Death Stranding é uma anomalia na indústria de games. Com os altos orçamentos firmemente consolidados, raramente vemos um estúdio novo como a Kojima Productions obter um  grande aporte financeiro, um elenco de celebridades e o apoio da Sony em seu primeiro título. Claro, Hideo Kojima não é apenas um desenvolvedor. Ele esteve envolvido no desenvolvimento de alguns dos jogos mais elogiados da história ao longo de seus 34 anos de carreira e é uma das personalidades mais reconhecidas na área dos jogos. Death Stranding marca não apenas a primeira produção do novo estúdio, mas também o primeiro jogo de Kojima após sua saída da Konami.

Death Stranding é uma obra-prima. Combina o melhor das tradições cinematográficas e de jogos para criar uma saga de abrangência nacional em um verdadeiro épico. Alguns críticos achavam que a Konami controlava as ideias mais selvagens de Kojima e que esse jogo seria um desastre de conceitos incompletos. De qualquer forma, Death Stranding é o jogo mais coeso de Kojima até o momento e, apesar de apresentar um cenário estranho e, às vezes, confuso, no final, tudo faz sentido. Apesar do cenário fantástico, seus temas são muito fundamentados no mundo real.

A história

O Death Stranding é um evento cataclísmico que enfraqueceu a barreira entre o mundo dos vivos e dos mortos. Grande parte da humanidade foi exterminada pelo aparecimento de Entidades Praianas (EPs). Essas criaturas são as almas dos mortos que atravessaram o mundo. Além de ser invisível para uma pessoa normal, quando uma EP consome um corpo humano, ele cria um vazio. Esses vazios são uma explosão maciça que pode ser grande o suficiente para destruir cidades inteiras. Essa ameaça constante significa que muitos grandes assentamentos foram destruídos sem aviso prévio. Além do perigo das EPs, a chuva se transformou em um “Timefall”, que envelhece tudo o que toca. Os perigos do mundo exterior significam que os humanos restantes devem se agarrar à vida nas cidades restantes e abrigos espalhados por toda a América, desconectados um do outro.

Existe uma pequena porcentagem da população que mostra resistência ao Timefall e que pode sentir a presença das EPs. Você joga como Sam Porter Bridges (Norman Reedus), um desses indivíduos. Sam, como o próprio nome sugere, é um carregador, alguém que fornece suprimentos vitais entre os vestígios remanescentes da sociedade. À medida que a infraestrutura do país entra em colapso, os carregadores são essenciais para a sobrevivência da humanidade, e Sam, em particular, já é elogiado como um dos melhores quando o jogo começa.
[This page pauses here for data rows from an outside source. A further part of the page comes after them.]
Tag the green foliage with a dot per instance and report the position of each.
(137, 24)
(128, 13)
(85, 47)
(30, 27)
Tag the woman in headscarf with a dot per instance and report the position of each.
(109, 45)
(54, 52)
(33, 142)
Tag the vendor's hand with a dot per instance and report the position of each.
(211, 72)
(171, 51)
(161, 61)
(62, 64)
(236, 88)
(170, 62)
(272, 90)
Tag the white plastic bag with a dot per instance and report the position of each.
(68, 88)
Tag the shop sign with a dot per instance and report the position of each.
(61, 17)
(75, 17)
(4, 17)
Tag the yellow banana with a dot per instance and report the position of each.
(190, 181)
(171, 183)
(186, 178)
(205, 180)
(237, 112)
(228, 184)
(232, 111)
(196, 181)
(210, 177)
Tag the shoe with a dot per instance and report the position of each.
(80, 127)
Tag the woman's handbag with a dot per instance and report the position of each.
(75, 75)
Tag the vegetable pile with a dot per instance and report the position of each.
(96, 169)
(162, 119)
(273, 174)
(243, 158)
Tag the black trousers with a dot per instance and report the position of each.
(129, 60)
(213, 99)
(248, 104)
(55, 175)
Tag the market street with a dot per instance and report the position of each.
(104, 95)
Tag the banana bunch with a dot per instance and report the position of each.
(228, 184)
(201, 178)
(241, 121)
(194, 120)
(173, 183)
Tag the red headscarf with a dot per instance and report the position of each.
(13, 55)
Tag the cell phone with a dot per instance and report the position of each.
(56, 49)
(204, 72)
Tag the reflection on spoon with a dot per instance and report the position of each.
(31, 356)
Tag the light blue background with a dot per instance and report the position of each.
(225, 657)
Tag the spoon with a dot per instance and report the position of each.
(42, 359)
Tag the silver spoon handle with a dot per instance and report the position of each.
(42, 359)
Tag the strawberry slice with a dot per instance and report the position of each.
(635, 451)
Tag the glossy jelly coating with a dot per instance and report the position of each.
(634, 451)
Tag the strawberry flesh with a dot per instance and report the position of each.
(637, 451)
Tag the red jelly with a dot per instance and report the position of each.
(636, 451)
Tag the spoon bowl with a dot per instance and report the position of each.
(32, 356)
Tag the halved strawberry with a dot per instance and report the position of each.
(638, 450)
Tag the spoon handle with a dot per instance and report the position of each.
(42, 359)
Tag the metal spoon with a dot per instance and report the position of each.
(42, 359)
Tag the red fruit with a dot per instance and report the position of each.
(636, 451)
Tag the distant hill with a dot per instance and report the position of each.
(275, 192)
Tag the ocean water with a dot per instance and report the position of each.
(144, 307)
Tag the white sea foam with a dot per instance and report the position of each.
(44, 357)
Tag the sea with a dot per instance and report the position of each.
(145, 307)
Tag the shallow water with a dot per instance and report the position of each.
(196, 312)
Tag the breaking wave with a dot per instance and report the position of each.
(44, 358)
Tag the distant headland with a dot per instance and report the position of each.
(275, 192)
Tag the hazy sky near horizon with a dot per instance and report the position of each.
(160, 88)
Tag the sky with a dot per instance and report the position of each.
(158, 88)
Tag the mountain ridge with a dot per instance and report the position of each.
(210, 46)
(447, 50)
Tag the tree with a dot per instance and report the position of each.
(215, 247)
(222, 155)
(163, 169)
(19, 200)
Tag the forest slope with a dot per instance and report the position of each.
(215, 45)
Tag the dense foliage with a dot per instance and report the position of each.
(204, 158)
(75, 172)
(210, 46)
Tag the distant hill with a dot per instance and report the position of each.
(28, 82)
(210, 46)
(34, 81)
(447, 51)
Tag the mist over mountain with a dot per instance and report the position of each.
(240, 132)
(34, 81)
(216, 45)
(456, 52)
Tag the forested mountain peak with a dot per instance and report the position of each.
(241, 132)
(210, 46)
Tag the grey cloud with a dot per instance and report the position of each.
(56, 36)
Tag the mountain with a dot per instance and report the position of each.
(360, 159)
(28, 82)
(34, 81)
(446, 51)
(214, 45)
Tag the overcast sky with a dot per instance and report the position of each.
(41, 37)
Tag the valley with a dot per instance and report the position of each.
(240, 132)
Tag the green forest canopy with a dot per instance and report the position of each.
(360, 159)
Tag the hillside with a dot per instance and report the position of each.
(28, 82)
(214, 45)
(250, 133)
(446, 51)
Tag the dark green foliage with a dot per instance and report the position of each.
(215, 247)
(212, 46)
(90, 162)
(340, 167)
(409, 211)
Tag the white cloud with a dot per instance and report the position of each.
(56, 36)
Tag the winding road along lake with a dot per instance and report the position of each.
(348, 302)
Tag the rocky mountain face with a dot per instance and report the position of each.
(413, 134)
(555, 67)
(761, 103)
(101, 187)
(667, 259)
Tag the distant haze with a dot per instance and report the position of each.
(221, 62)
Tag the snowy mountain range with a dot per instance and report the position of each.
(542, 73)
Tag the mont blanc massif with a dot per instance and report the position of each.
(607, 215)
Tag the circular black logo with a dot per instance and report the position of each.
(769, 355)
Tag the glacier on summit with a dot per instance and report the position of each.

Embora os EUA tenham entrado em colapso, algumas pessoas desejam ver o país renascer. Entre elas está a Bridges, empresa formada pelo último presidente dos Estados Unidos, que deseja reconectar o país e estabelecer as Cidades Unidas da América. Três anos antes do jogo começar, os alicerces desse empreendimento foram lançados na primeira expedição da Bridges. Esse grupo chegou do leste à costa oeste antes que os terroristas separatistas capturassem seu líder, Amelie (Lindsay Wagner). Devido às proezas de Sam e a sua relação com a ex-presidente, ele pediu para concluir o trabalho da primeira expedição de Bridges. Sua missão é conectar as cidades e os abrigos da América para permitir o nascimento da nova nação.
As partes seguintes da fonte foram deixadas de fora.